As usual, blog time is only an approximation of real time--although I'm just getting around to blogging it now, my Pimlico Shrug has been finished since Friday morning.

But I love it! The yarn is soft and warm, and the pattern has struck the perfect balance between slouch and stylish, as promised. I had to tweak the collar a bit--the increases, as many Ravelers have noticed, create a funny crease in the collar, and I worried that switching to a larger size of needle to approximate the same flare would result in too floppy a collar. Floppy collars and cuffs send me to despair. An attempt at camouflaging the increases at the switch from knit to purl ended in a small frogging session, so I went for option C: work the collar straight for the written length and bind off. This changes the look of the finished shrug, but so far I like it. And if I change my mind, I have plenty of yarn to go back and work a collar with increases.



Specs!
Yarn: Vermont Grand View Farm Natural Romney, all of 2008's CSA share (~16 oz) and 1 skein from 2009's share (~4 oz)
Needles: Size 6, 7, and 8 circulars and size 6 and 7 dpns. If you are not obsessed with Kitchener BO like me, you can omit the size 6 needles.
Pattern: Pimlico Shrug, from Knit 2 Together, by Tracey Ullman and Mel Clark
Modifications: All pattern tweaks are listed in agonizing detail on Ravelry.

As I might have mentioned one or six times before, I've loved the experience of working with a single-breed yarn, and being able to follow the action at the farm where those sheep live has totally added to the experience. This, combined with rave reviews of places like Beaverslide and Imperial Stock Ranch has whetted my appetite for some more single breed/single-farm yarn!

Wednesday, June 16, 2010

Pimlico Via Vermont


Here it is, the project I've been hinting at for a couple weeks now: the Pimlico Shrug.

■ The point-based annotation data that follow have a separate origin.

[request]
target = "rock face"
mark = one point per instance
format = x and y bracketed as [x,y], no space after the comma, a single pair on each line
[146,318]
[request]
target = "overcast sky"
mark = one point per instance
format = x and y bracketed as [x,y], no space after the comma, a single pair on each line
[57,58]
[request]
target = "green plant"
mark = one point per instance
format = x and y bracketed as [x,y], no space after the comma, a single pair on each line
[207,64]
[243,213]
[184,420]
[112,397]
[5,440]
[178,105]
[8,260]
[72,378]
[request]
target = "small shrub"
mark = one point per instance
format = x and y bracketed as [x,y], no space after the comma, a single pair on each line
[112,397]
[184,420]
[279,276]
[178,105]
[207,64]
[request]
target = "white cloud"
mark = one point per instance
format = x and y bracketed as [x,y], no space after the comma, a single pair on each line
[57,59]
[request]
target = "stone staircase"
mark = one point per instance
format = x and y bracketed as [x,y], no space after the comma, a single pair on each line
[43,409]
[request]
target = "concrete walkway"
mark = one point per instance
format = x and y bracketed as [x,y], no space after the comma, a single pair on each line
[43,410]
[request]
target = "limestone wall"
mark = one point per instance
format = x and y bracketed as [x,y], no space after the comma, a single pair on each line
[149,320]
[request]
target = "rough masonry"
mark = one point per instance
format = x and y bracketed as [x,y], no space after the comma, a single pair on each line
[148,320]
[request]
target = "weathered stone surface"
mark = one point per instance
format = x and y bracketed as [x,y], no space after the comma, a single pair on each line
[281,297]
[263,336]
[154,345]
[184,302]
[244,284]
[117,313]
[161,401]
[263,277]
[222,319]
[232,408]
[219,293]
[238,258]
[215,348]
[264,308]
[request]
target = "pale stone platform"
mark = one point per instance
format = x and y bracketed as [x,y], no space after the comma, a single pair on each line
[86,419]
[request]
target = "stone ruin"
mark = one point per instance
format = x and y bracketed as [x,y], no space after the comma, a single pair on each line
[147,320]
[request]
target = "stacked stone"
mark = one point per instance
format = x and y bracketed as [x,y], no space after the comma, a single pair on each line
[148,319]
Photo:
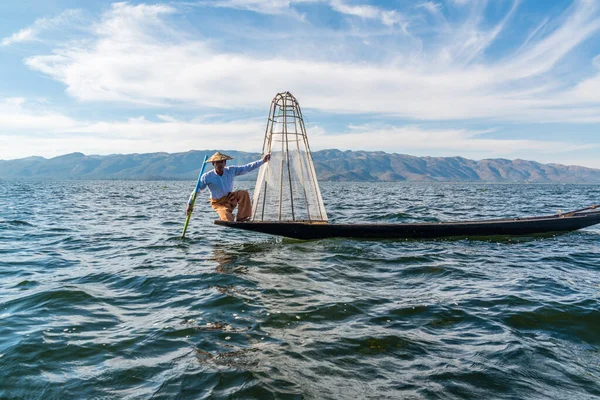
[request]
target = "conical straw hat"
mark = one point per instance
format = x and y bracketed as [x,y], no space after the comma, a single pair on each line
[218,157]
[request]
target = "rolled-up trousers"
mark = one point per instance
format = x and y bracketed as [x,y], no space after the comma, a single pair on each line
[226,204]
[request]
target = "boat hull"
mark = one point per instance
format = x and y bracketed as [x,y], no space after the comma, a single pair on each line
[504,227]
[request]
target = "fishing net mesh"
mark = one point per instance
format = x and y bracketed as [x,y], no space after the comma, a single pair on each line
[286,187]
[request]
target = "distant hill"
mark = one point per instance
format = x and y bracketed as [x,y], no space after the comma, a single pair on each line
[331,165]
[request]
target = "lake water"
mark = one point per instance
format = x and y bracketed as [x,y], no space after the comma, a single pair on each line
[99,298]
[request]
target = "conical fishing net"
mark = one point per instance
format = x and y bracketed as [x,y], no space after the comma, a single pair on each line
[286,187]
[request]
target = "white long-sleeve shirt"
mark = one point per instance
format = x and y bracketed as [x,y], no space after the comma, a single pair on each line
[221,185]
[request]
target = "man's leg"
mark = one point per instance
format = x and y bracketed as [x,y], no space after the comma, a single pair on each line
[223,208]
[244,205]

I'm knitting it with my Vermont Grand View Farm Romney. This year's share came at the end of May, complete with goodies as before, and I wasted no time getting started on my project!

The Romney is a great yarn: two ply, with slight variations in thickness, and very wholesome and sheepy-scented. Up until now, the only single-breed yarn I've ever used is Merino, so I'm loving the experience of using a different single-breed yarn. And the Romney is a perfect match for the project. It drapes really well, and although it's soft and a little fuzzy, eyelet pattern on the body is sufficiently giant that it doesn't get lost in the fabric.

I am also loving the pattern: the body is one large rectangle and there are a grand total of two short seams, with sleeves and edging knit right to the body. Expect a FO photoshoot soon!